I too would like to write small proofs in the type system, however I am not sure dependent types are the right answer for a language like Rust as they lose the distinction between static and runtime polymorphism. Some kind of refinement types are probably a better solution.


#14

Two quick points:

  • In your first example, the need to use intermediate variables should be removed in the future with MIR.

  • If you do go with RefCell, you don’t have to build it into the higher-order function and thus incur the cost when the closures are stateless or different. Instead you can use a wrapper:

use std::cell::RefCell;

fn main() {
    pub fn and(a : bool, b : bool) -> bool {
        a & b
    }
    pub fn test1a<R, A>(r : &mut R, s : &mut R, a : A, b : A) -> A
    where R : FnMut(A, A) -> A, A : Clone {
        let x = s(a.clone(), b.clone());
        let y = s(b, a);
        r(x, y)
    }
    let mut s = true;
    {
        let c = RefCell::new(|a, b| {s = s & a; and(a, b)});
        let rc = |a, b| { (&mut *c.borrow_mut())(a, b) };
        println!("{}", test1a(&mut &rc, &mut &rc, true, true));
    }
    println!("{}", s);
}

It’s a bit more arcane than I’d like - I’m not sure why (&mut *c.borrow_mut())(a, b) is needed rather than just c.borrow_mut()(a, b) (which produces a somewhat odd error). But it works.

Using RefCell allows rc to be called with an immutable reference; I still can’t actually get two mutable references to it, but I can pass a mutable reference to an immutable reference instead, using two anonymous immutable references (the function traits are automatically implemented on references). Of course, the same trick would work with a truly stateless closure, and if you just want to pass a regular fn, &mut and is enough.


#15

I think that’s an acceptable solution, as the generic function does not need to know its being passed a RefCel. It would be nice if the borrow checker could certify functions as multiple mutable reference safe using special traits though, as that clearly has less runtime overhead in the case you are passing a single closure.

Using specialisation on type bounds, you can provide specialised instances of the generic function with better performance if the closure is stateless, however I would always want to start with the most generic function possible and then specialise.

I have noticed another place where I seem to need an extra &mut, and I posted it in a linked thread. It would be great if someone could explain why the extra level of indirection via a mutable reference is required.


#16

A further thought about the safety of mutable reference arguments: It seems like the problem is with reading and writing to the same reference. In other words just like you can have multiple read references to an object safely, you should be able to have multiple write-only references to an object safely. Problems only occur when read and write references overlap. To me it would seem better to represent the mutability of a type as a trait.

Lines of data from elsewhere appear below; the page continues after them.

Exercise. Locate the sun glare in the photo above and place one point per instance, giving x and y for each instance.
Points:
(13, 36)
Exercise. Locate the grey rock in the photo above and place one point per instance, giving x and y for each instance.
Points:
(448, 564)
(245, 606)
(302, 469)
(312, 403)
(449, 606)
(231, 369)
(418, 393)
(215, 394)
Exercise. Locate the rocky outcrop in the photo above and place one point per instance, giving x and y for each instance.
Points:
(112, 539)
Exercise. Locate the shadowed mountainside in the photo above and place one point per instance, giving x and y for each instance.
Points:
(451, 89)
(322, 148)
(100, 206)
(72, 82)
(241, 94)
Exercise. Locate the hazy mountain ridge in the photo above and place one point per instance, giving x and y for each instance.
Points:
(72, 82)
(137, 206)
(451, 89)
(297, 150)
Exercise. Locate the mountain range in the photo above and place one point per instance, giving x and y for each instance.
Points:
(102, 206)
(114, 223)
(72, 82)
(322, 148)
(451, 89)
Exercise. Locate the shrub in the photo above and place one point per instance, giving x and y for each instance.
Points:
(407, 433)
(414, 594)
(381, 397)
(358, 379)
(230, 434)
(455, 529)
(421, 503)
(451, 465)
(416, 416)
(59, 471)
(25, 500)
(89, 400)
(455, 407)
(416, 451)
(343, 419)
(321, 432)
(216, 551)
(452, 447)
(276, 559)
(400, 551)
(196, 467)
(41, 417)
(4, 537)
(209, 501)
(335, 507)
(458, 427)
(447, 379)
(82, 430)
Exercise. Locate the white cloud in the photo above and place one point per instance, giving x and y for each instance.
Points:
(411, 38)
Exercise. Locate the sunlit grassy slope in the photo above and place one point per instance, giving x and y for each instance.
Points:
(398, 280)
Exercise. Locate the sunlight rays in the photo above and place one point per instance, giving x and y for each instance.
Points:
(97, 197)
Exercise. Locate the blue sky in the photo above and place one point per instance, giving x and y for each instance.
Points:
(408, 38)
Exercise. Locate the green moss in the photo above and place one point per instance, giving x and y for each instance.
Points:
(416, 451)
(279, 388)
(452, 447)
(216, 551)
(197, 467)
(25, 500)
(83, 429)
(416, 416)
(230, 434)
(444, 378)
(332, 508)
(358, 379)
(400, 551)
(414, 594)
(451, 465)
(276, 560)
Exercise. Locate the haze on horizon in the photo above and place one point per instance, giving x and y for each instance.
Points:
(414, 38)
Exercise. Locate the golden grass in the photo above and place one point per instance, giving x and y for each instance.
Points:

So you could have:

fn f<T, U>(t : &T, u : &U) where T : Readable, U : Writeable {
    ...
}

The function would be safe as long as T and U do not overlap (see examples above of substituting one argument for the other to check borrowing. Now I would argue that it doesn’t matter is something is internally mutable, as long as it does not implement Writeable (which provides a write-only dereference of the reference).

In other words it is safe to pass a closure that internally mutates its state as a read-only reference, providing it does not implement the Writable trait, and also the function it is passed two does not require Writeable.

I think by using separate Readable and Writeable traits, combined with the Disjoint trait discussed above, the borrow checker could admit a lot more valid programs without risking safety, and better facilitate generic programming by allowing more general functions to be written.